Export prohibition is personally undertaken also by
the owners of the Licensee’s company as individuals and by the shareholders of
this company, if the business is a company or is going to be a company.
3)Duration
The present
contract has a 6 (six) years term and will be valid at the time of the
signature of this Contract. On the due date it will be tacitly extended for
another year and the following years to come, unless cancelled by one of the
Parties by registered letter with notice of receipt sent by one party at least
3 (three) months prior to its original or extended expiry date.

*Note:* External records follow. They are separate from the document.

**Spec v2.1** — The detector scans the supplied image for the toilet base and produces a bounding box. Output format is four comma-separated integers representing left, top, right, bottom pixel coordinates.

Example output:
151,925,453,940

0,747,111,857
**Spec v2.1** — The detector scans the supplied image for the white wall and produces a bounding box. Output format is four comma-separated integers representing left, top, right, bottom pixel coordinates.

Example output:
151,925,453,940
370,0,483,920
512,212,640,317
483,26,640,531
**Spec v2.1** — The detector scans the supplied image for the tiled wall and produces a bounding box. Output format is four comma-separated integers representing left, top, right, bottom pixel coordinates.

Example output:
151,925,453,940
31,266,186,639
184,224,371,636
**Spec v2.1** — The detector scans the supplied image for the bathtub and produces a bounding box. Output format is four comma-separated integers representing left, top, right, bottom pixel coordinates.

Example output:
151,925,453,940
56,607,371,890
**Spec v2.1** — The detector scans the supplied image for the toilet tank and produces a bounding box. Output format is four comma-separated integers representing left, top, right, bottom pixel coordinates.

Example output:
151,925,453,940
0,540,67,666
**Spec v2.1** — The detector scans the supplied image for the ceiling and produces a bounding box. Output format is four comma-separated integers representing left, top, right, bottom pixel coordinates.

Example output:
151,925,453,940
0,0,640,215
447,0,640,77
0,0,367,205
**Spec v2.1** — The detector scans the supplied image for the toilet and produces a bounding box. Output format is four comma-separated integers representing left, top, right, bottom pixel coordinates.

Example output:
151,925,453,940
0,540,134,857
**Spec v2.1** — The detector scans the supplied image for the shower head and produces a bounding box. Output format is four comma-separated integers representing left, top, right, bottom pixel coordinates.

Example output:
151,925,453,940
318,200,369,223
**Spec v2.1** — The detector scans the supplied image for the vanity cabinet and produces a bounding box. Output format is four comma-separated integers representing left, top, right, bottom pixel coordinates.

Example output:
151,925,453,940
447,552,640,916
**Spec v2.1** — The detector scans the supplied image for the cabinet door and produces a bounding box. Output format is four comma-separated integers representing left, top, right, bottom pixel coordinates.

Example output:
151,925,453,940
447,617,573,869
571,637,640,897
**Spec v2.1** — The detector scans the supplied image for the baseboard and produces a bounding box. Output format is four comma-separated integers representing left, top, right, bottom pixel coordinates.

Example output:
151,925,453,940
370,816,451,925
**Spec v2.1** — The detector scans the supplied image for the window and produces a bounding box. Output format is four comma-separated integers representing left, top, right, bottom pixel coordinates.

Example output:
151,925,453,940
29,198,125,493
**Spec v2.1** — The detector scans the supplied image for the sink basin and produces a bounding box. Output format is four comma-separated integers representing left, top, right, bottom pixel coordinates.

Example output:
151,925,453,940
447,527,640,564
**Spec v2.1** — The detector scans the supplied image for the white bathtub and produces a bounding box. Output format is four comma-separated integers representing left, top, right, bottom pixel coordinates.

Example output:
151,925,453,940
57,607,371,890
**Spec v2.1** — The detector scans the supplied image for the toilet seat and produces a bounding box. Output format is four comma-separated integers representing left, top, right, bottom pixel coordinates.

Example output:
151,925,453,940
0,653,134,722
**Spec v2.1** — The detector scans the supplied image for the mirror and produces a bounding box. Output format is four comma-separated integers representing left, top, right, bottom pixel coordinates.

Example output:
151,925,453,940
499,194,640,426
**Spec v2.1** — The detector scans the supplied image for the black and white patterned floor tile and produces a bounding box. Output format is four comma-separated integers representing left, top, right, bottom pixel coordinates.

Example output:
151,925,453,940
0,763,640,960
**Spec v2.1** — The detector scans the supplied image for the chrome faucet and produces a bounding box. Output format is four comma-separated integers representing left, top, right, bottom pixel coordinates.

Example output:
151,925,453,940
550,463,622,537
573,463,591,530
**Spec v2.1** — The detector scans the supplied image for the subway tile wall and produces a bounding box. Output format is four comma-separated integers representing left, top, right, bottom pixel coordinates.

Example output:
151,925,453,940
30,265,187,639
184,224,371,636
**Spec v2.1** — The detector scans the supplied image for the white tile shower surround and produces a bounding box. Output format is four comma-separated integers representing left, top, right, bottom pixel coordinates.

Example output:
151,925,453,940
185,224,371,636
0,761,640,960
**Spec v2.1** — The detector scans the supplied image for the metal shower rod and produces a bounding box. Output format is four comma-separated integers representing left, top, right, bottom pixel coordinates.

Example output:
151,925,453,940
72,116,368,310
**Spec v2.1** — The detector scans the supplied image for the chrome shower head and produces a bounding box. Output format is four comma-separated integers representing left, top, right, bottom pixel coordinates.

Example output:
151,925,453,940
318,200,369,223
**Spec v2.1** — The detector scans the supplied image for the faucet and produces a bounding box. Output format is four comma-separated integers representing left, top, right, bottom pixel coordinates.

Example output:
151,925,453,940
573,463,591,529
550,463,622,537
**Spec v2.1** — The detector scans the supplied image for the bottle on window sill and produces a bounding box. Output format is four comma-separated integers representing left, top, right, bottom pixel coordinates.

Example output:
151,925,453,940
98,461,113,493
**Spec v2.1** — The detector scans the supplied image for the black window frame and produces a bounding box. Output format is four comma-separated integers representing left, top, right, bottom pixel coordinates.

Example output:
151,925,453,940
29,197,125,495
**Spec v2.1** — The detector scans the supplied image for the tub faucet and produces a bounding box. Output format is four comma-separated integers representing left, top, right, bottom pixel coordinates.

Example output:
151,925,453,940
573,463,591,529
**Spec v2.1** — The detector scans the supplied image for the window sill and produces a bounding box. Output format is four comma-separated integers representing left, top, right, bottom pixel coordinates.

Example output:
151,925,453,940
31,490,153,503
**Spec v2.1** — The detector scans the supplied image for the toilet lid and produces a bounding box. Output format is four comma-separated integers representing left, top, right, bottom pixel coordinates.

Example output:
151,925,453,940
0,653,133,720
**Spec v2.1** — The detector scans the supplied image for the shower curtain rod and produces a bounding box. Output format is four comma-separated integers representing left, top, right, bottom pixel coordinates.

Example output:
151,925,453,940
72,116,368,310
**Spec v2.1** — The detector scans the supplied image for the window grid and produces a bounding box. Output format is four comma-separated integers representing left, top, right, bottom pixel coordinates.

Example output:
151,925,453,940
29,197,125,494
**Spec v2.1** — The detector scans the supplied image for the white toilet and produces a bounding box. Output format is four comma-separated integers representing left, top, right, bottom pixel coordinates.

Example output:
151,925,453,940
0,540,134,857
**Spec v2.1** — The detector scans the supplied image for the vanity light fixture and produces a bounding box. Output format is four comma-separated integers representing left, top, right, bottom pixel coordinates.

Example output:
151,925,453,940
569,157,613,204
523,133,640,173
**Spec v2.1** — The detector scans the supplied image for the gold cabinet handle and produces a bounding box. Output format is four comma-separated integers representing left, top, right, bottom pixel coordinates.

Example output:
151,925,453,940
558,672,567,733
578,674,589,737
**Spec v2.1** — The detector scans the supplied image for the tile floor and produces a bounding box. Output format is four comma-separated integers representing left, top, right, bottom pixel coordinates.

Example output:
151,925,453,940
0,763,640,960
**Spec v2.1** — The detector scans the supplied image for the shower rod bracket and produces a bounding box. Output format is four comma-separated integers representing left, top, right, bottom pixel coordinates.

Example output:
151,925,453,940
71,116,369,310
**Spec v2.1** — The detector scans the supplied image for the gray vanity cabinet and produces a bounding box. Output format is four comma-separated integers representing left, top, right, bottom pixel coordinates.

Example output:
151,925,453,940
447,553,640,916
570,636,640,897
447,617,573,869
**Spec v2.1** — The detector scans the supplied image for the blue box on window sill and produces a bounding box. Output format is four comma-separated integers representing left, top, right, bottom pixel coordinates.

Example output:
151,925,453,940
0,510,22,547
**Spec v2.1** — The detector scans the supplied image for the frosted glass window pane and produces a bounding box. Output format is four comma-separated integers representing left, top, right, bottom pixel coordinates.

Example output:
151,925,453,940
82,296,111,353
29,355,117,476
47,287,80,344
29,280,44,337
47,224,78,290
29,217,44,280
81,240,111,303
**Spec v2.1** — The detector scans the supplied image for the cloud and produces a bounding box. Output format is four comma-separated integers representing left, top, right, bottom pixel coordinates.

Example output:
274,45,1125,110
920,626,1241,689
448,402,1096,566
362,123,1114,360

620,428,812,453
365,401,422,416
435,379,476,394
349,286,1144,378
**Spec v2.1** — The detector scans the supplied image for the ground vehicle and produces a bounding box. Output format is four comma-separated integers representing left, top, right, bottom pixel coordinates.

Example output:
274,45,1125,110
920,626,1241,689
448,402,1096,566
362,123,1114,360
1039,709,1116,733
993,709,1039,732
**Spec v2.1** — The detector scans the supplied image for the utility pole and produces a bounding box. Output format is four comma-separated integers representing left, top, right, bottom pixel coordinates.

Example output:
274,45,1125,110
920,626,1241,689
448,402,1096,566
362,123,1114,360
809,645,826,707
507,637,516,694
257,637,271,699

In the case of termination for any reason, the
content, hereinafter indicated of articles 4 and 5 (non competition clause and
privacy), will remain valid, as set forth therein.
4)Non
competition
The
Licensee is prohibited from producing, selling and installing, and shall
abstain from every form of business relationship, directly or indirectly or by
a third party or by a company or by a company with a third party, or as an
employee or, as an agent or as a collaborator to every title with companies
producing and/or selling any products that can be referred to the same
marketing area of the Products, during the duration of this contract and for
the two years following its cancellation for resolution or maturity or any reason, with the exception of a prior
written consent by the Licenser. The non-competition obligation is undertaken
in a personal capacity by the Licensee’s company, or
by its partners if the business is undertaken by a company or becomes a
company. The Licensee grants the fulfillment of this obligation in the
Territory and abroad on the part of its partners, co-operators, agents,
employees and customers, submitting them a binding document to sign.
Otherwise,
on cancellation of the Contract for resolution, rescission or maturity or any
whatsoever reason, the Licensee will not use the Trademarks, distinguishing
marks, documentation and brochures of Licenser; nor can solicit the customers,
everywhere they are, directly or indirectly, to make work proposal to an
employee, advisor, co-operator or agent of the Licenser.
Every act of competition, derived by violation of such
obligations, acknowledged by the Licenser, determines the right of the Licenser
to ask the payment of a penalty of ... .... Euro,
unless liquidation of
extra damages.
5) Privacy
The
Licensee undertakes the obligation, during the duration of this contract and after maturity of the
Contract or resolution for any reason, to use every confidential information
uniquely in the interest of the Licenser. Even if the Licensee receives a
request or an order by any Court or Civil authority to disclose any
confidential information, able to make such request or order, the Licensee will
immediately inform the Licenser and will agree with the Licenser the way of
disclosure of such confidential information or will disclose the strict
necessary.
Even after
the cancellation of the contract for resolution, rescission or maturity or any
reason and forever, the Licensee will have to keep secret all confidential and
reserved information referring to the Licenser, acknowledged by the License in
the occasion of this Contract, regarding, for example: qualities and technical
characteristics of the Products, total sales, company organization, sale
strategies, price lists. All information given by the «Licenser» in accordance
with and/or in the enforcement of this contract are to
be considered strictly confidential.
Every act
of disclosure, derived by violation of such obligations, acknowledged by the
Licenser, determines the right of the Licenser to ask the payment of a penalty
of ... .... Euro, unless liquidation of extra damages.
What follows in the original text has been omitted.